Bitti mi? Hayır bitmedi…. Kentlerin, kasabaların, köylerin, semtlerin hakkını savunur, yerel örf adet ve gelenekler ile halk edebiyatının gelişmesine katkı koyar, genç kalemler yetiştirir, yetişmiş olan kalemlere de düşüncelerini yayma olanağı sağlar.

Ayrıca; toplum adına bürokrasiyi ve devlet adına görev yapan bürokratları izler, denetleme yapar, böylelikle yönetenlerin karar verme süreçlerine katkı koyar. Ve tabii ki; eğlendirme yönüyle de insanların hoşça vakit geçirmelerini sağlar. Peki? Toplum hayatında bu denli öneme sahip olan bir kamu görevi olarak gazetecilik ne durumda derseniz? İşte orada bu mesleğin bir mensubu olarak derin bir iç çekip, hazin gerçeği söylemek, söylemekten de öte haykırmak durumundayız.

Gazetecilik bitti bitiyor, meslek elden gitti gidiyor dostlar. Her şeyden önce istihdam sorunu her geçen gün büyüyor ve işsizlik canımızı çok yakıyor. Hasbelkader çalışma imkânı bulan meslektaşlarımız neredeyse boğaz tokluğuna emek sarf ederlerken, mesleki yeterliliğe sahip pek çok arkadaşımız, başvurdukları kapıların birer birer yüzlerine kapanmasıyla umutsuzluğa düşüyor.
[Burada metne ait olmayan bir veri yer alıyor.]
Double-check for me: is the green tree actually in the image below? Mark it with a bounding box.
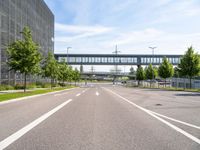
[145,64,156,87]
[7,27,41,92]
[178,46,200,88]
[158,57,174,87]
[136,66,145,85]
[42,52,59,89]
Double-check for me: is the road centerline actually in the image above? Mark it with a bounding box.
[103,88,200,144]
[96,91,99,96]
[0,99,72,149]
[76,93,81,97]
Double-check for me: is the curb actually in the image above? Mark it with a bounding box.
[0,87,79,106]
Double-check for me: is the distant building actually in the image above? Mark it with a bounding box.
[171,78,200,89]
[0,0,54,83]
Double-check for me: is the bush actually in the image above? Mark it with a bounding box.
[0,85,14,91]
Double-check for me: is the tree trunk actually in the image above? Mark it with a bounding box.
[24,73,27,92]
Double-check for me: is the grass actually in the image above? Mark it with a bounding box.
[0,86,74,102]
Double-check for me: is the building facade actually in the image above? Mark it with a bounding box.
[0,0,54,84]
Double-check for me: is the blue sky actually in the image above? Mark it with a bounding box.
[45,0,200,54]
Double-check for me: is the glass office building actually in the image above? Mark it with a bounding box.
[0,0,54,83]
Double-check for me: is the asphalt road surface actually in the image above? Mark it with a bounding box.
[0,84,200,150]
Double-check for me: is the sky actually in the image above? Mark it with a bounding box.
[45,0,200,71]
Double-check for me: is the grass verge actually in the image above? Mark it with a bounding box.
[0,86,74,102]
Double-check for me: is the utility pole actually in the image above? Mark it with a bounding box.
[113,45,120,84]
[113,45,121,74]
[67,47,72,64]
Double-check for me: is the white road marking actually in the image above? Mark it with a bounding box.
[76,93,81,97]
[0,99,72,149]
[149,110,200,129]
[54,93,69,96]
[103,88,200,144]
[96,92,99,96]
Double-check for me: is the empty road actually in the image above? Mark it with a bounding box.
[0,84,200,150]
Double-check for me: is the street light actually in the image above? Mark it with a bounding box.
[149,46,157,63]
[113,45,121,74]
[149,47,157,55]
[67,47,72,64]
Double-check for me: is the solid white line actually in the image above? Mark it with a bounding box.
[104,88,200,144]
[96,92,99,96]
[76,93,81,97]
[149,110,200,129]
[0,87,77,105]
[0,99,72,149]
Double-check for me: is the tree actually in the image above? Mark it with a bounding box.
[42,52,59,89]
[178,46,200,88]
[158,57,174,87]
[136,66,145,85]
[7,27,41,92]
[145,64,156,87]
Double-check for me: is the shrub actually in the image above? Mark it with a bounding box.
[0,85,14,91]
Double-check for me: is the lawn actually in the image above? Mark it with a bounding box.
[0,86,76,102]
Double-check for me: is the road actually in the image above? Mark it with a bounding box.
[0,84,200,150]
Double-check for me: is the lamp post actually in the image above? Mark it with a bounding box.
[149,46,157,63]
[67,47,72,64]
[113,45,121,74]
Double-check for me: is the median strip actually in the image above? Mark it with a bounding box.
[0,87,75,105]
[103,88,200,144]
[0,99,72,149]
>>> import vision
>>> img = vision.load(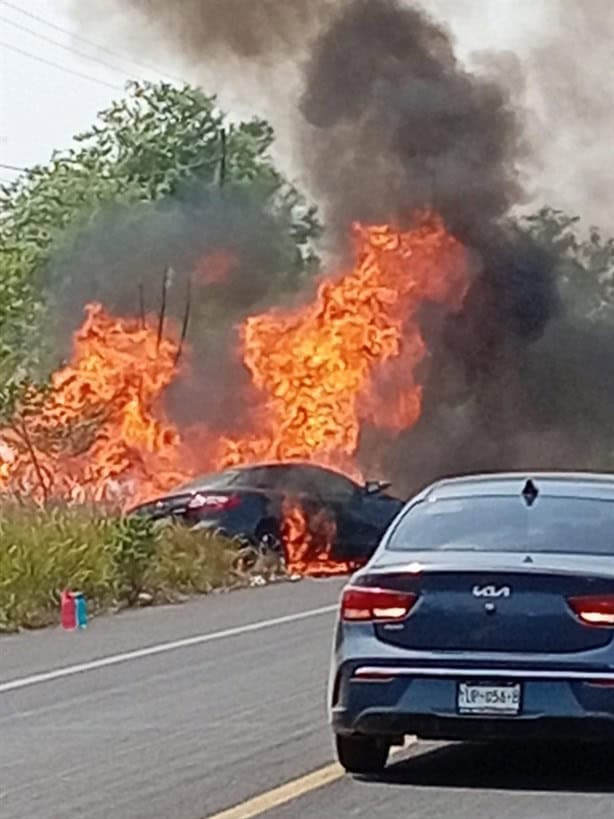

Sosyal medya başta olmak üzere alternatif medya olanaklarının geliştiği günümüzde, gazetecilik mesleğinin belli kural ve kaidelere bağlanamamış olması, gazeteci kimliğini giderek daha çok tartışmalı hale getiriyor.

Kurumsal mesleklerde olduğu gibi kendi yasası olan bir meslek odasından yoksun oluşumuz, gazeteciliği her an herkesin yapabileceği bir meslek haline getirerek sıradanlaştırıyor, gazeteci kimliğini de iyice değersizleştiriyor.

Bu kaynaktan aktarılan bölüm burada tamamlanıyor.